# Monoculture Logistic Growth Fit
This notebook performs a clean logistic growth fit on the two untreated monoculture datasets.

What you get:
- Data loading and preprocessing (day extraction and averaging)
- Logistic ODE fit with parameter bounds
- Sum of Squared Residuals (SSR) and Bayesian Information Criterion (BIC)
- Plot of data with fitted model curve and a concise parameter report

> Notes:
- Uses CSV, DataFrames, DifferentialEquations, Optimization, and BlackBoxOptim.
- If packages are missing, add them in your Julia REPL: Pkg.add("CSV"), etc.

In [None]:
# 1) Packages
using Pkg
pkgs = [
    "CSV", "DataFrames", "Statistics",
    "DifferentialEquations", "DiffEqParamEstim",
    "Optimization", "OptimizationOptimJL",
    "BlackBoxOptim", "Plots"
 ]
for p in pkgs
    try
        Base.eval(Main, :(import $(Symbol(p))))
    catch
        Pkg.add(p)
        Base.eval(Main, :(import $(Symbol(p))))
    end
end
println("✔ Packages ready: ", join(pkgs, ", "))

In [None]:
# 2) Using imports
using CSV, DataFrames, Statistics
using DifferentialEquations
using DiffEqParamEstim
using Optimization, OptimizationOptimJL
using BlackBoxOptim
using Plots
using Printf

In [None]:
# 3) Models
function logistic!(du, u, p, t)
    r, K = p
    du[1] = r * u[1] * (1 - u[1]/K)
end

In [None]:
# 4) Main functions (fast path; CSVs already contain day averages)
struct FitResult
    r::Float64
    K::Float64
    SSR::Float64
    BIC::Float64
end

# Read pre-averaged data: expect columns named `day` (or similar) and a value column
function load_monoculture_csv(path::AbstractString)
    df = CSV.read(path, DataFrame)
    # Try common column names for day and average
    day_col = findfirst(col -> lowercase(String(col)) in ["day","days"], names(df))
    if day_col === nothing && :day ∉ names(df)
        # Derive day from :Image if present; else error
        if :Image ∈ names(df)
            df[!, :day] = map(name -> begin
                m = match(r"(?i)day(\d+)", String(name))
                m !== nothing ? parse(Int, m.captures[1]) : missing
            end, df.Image)
            df = dropmissing(df, :day)
        else
            error("Could not find a 'day' column or derive from Image column in $(basename(path))")
        end
    end
    # Value column candidates
    val_candidates = [:Average, Symbol("Area µm^2"), :Value, :Cells]
    valcol = nothing
    for c in val_candidates
        if c ∈ names(df)
            valcol = c
            break
        end
    end
    valcol === nothing && error("No suitable value column found in $(basename(path)).

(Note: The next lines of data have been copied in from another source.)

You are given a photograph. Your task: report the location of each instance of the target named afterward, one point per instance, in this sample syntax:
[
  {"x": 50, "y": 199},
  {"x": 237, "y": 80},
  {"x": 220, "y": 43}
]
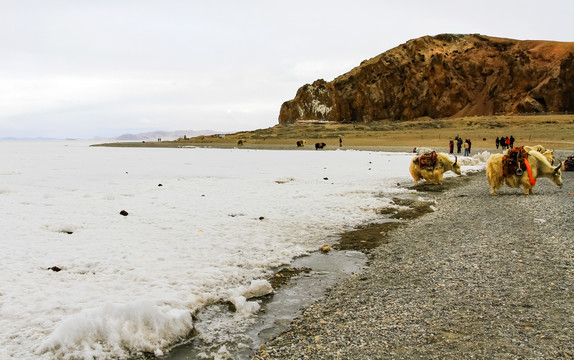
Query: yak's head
[
  {"x": 456, "y": 166},
  {"x": 557, "y": 175}
]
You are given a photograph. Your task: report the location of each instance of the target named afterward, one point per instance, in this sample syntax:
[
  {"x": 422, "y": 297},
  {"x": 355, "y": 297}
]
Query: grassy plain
[{"x": 552, "y": 131}]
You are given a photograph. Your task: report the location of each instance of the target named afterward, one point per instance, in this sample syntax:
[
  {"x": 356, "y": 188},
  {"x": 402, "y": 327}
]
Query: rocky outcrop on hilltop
[{"x": 444, "y": 76}]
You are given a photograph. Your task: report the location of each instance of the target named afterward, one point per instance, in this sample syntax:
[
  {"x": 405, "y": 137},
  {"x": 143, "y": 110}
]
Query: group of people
[
  {"x": 459, "y": 145},
  {"x": 505, "y": 142}
]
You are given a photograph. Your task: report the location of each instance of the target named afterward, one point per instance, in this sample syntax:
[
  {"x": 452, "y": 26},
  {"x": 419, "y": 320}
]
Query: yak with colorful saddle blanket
[
  {"x": 427, "y": 160},
  {"x": 515, "y": 162}
]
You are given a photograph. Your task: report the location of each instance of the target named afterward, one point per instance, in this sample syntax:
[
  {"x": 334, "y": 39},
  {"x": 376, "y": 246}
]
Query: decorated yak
[
  {"x": 431, "y": 167},
  {"x": 519, "y": 167},
  {"x": 548, "y": 153}
]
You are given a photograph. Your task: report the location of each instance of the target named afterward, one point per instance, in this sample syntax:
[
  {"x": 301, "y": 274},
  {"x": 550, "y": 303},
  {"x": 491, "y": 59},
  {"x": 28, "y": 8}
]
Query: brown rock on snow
[{"x": 444, "y": 76}]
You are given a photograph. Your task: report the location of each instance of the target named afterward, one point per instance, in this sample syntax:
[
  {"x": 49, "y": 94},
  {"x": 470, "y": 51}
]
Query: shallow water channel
[{"x": 277, "y": 311}]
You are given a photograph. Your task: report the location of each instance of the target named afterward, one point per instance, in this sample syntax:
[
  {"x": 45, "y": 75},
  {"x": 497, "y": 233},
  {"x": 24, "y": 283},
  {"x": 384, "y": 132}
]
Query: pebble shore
[{"x": 482, "y": 277}]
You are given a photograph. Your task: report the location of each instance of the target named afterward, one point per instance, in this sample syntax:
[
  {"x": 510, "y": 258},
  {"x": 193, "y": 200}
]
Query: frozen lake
[{"x": 204, "y": 226}]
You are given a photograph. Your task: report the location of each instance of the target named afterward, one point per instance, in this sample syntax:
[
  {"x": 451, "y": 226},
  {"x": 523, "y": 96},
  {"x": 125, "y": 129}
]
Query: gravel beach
[{"x": 482, "y": 277}]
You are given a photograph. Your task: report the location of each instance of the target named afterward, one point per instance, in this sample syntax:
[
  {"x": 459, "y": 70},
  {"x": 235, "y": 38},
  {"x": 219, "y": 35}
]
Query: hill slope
[{"x": 444, "y": 76}]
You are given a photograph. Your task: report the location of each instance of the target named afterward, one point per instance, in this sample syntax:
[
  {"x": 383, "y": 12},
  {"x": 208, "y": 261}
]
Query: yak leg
[
  {"x": 438, "y": 176},
  {"x": 527, "y": 186}
]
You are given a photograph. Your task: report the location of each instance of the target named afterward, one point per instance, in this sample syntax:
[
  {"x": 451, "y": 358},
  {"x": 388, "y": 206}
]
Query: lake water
[{"x": 205, "y": 227}]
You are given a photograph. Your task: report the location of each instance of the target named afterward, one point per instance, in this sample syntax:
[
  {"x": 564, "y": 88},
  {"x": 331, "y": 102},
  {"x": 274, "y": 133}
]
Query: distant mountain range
[
  {"x": 146, "y": 136},
  {"x": 163, "y": 135}
]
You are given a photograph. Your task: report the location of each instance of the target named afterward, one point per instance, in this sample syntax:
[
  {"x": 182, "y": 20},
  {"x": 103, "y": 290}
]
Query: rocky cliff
[{"x": 444, "y": 76}]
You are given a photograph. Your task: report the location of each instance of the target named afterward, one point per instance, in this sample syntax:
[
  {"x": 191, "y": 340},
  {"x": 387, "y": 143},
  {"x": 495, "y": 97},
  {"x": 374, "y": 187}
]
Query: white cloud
[{"x": 74, "y": 68}]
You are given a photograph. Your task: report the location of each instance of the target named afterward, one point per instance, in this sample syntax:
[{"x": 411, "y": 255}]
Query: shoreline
[{"x": 470, "y": 278}]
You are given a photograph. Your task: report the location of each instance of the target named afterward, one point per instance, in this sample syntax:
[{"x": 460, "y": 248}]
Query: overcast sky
[{"x": 85, "y": 68}]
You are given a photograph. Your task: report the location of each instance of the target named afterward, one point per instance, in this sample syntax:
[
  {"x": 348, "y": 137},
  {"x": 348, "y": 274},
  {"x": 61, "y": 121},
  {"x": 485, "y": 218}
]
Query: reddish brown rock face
[{"x": 444, "y": 76}]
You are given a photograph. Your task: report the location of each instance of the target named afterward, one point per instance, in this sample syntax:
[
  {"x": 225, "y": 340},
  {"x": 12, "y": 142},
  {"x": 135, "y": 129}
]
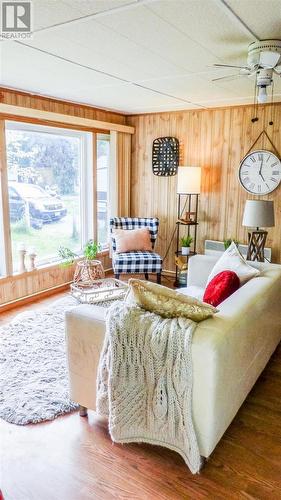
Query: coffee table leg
[{"x": 83, "y": 412}]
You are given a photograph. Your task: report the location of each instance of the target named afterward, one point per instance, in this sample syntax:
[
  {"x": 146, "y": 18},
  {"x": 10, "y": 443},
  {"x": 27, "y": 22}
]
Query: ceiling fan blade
[
  {"x": 227, "y": 77},
  {"x": 229, "y": 66},
  {"x": 268, "y": 59}
]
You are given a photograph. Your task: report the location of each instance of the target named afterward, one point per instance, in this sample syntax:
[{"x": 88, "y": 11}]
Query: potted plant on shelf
[
  {"x": 88, "y": 269},
  {"x": 185, "y": 244}
]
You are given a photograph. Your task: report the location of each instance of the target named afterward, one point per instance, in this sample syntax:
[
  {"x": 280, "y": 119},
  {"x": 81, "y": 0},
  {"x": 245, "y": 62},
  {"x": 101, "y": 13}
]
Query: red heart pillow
[{"x": 221, "y": 287}]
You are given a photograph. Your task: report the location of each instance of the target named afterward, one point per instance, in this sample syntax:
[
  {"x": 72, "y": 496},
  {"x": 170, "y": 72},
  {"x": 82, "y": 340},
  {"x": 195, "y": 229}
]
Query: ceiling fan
[{"x": 264, "y": 60}]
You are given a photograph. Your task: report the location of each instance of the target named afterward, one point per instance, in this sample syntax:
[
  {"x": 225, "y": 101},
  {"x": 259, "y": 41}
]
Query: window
[
  {"x": 103, "y": 159},
  {"x": 50, "y": 189}
]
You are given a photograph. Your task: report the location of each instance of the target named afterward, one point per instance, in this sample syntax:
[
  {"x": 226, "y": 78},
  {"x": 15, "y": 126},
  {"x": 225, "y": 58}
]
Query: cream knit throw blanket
[{"x": 145, "y": 380}]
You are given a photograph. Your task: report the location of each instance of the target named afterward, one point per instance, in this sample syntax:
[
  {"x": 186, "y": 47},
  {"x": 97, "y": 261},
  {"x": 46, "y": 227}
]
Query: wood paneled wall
[
  {"x": 31, "y": 283},
  {"x": 26, "y": 100},
  {"x": 215, "y": 140}
]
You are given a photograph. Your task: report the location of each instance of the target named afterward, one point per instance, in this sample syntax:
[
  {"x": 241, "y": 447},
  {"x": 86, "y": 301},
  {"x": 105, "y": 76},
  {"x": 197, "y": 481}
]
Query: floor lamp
[{"x": 257, "y": 213}]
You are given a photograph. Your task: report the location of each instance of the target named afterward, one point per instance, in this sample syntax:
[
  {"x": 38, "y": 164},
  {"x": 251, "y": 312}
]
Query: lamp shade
[
  {"x": 189, "y": 180},
  {"x": 258, "y": 213}
]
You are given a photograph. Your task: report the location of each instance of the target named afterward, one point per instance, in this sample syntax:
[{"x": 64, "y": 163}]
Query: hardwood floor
[{"x": 73, "y": 458}]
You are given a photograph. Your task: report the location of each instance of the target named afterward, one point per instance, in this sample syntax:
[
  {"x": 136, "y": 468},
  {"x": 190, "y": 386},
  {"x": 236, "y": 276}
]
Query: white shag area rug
[{"x": 33, "y": 365}]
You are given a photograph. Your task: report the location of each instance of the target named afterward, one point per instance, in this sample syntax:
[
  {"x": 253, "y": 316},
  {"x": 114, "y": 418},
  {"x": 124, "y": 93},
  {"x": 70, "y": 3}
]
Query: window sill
[{"x": 44, "y": 267}]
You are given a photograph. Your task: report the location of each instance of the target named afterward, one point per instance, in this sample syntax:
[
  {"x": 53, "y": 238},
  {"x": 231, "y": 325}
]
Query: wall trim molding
[{"x": 9, "y": 111}]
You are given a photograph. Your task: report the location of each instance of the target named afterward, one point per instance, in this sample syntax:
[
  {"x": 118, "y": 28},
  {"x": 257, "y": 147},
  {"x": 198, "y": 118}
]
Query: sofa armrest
[
  {"x": 199, "y": 268},
  {"x": 85, "y": 330}
]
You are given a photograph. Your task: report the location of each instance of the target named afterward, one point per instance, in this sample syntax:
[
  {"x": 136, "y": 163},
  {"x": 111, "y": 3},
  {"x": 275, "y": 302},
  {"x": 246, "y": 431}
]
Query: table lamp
[{"x": 257, "y": 214}]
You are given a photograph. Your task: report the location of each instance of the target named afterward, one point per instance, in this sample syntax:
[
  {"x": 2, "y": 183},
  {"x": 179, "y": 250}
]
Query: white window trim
[{"x": 86, "y": 191}]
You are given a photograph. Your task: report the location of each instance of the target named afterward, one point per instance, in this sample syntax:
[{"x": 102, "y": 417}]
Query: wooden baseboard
[{"x": 34, "y": 297}]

Expected one of: " * join(String.(val_candidates), ", "))
    # Normalize types
    x = Float64.(df[!, :day])
    y = Float64.(df[!, valcol])
    # If values look like areas, scale by 157.7 to approximate counts
    scale = 1
    y = y ./ scale
    # Ensure sorted by x
    perm = sortperm(x)
    return x[perm], y[perm]
end

# Fit logistic and compute SSR + BIC
function fit_logistic(x::Vector{<:Real}, y::Vector{<:Real}; r_bounds=(0.0, 2.0), K_bounds=(100.0, 1e6))
    x = collect(Float64.(x)); y = collect(Float64.(y))
    tspan = (x[1], x[end])
    u0 = [y[1]]
    best_p, best_sol, best_loss = nothing, nothing, Inf
    bounds = [r_bounds, K_bounds]
    solver = Rosenbrock23()
    for _ in 1:6
        p0 = [rand(Uniform(r_bounds...)), rand(Uniform(K_bounds...))]
        prob = ODEProblem(logistic!, u0, tspan, p0)
        obj = build_loss_objective(prob, solver, L2Loss(x, y), Optimization.AutoForwardDiff())
        res = bboptimize(obj; SearchRange=bounds, MaxTime=15.0, TraceMode=:silent)
        p̂ = best_candidate(res)
        sol̂ = solve(remake(prob, p=p̂), solver; saveat=x, reltol=1e-9, abstol=1e-9)
        pred = getindex.(sol̂.u, 1)
        loss = sum(abs2.(y .- pred))
        if loss < best_loss
            best_p, best_sol, best_loss = p̂, sol̂, loss
        end
    end
    n = length(y); k = 2
    ssr = best_loss
    bic = n > k ? n*log(ssr/n) + k*log(n) : NaN
    return best_p, best_sol, FitResult(best_p[1], best_p[2], ssr, bic)
end

function plot_data_and_fit(x, y, sol; title_str="Logistic Fit")
    plt = scatter(x, y; label="Data", xlabel="Day", ylabel="Cells", title=title_str)
    plot!(plt, sol.t, getindex.(sol.u,1); label="Model", lw=2)
    display(plt)
end

In [None]:
# 5) Data plot (single CSV quick check)
# Choose one monoculture untreated CSV
naive_csv = joinpath(@__DIR__, "Datasets", "Untreated MonoCulture", "A2780 RFP_20and30_untreated_4500thresh_cell_area_measurements 1.csv")
x_demo, y_demo = load_monoculture_csv(naive_csv)
scatter(x_demo, y_demo; xlabel="Day", ylabel="Cells", title=basename(naive_csv), label="Data")

In [None]:
# 6) Main run cell (fit + plot for the demo CSV)
p̂_demo, sol_demo, fr_demo = fit_logistic(x_demo, y_demo)
@printf("Demo Fit — r = %.6f, K = %.2f\n", fr_demo.r, fr_demo.K)
@printf("SSR = %.4f\n", fr_demo.SSR)
@printf("BIC = %.3f\n", fr_demo.BIC)
plot_data_and_fit(x_demo, y_demo, sol_demo; title_str="Demo Logistic Fit: " * basename(naive_csv))

In [None]:
# 7) Optional: Fit the other untreated monoculture CSV as well
resist_csv = joinpath(@__DIR__, "Datasets", "Untreated MonoCulture", "A2780cis GFP_20and30_untreated_6500Thesh_cell_area_measurements.csv")
x_r, y_r = load_monoculture_csv(resist_csv)
p̂_r, sol_r, fr_r = fit_logistic(x_r, y_r)
@printf("Resistant Fit — r = %.6f, K = %.2f\n", fr_r.r, fr_r.K)
@printf("SSR = %.4f\n", fr_r.SSR)
@printf("BIC = %.3f\n", fr_r.BIC)
plot_data_and_fit(x_r, y_r, sol_r; title_str="Resistant Logistic Fit: " * basename(resist_csv))
println("\nSummary:")
@printf("Naive:  r=%.6f, K=%.2f, SSR=%.4f, BIC=%.3f\n", fr_demo.r, fr_demo.K, fr_demo.SSR, fr_demo.BIC)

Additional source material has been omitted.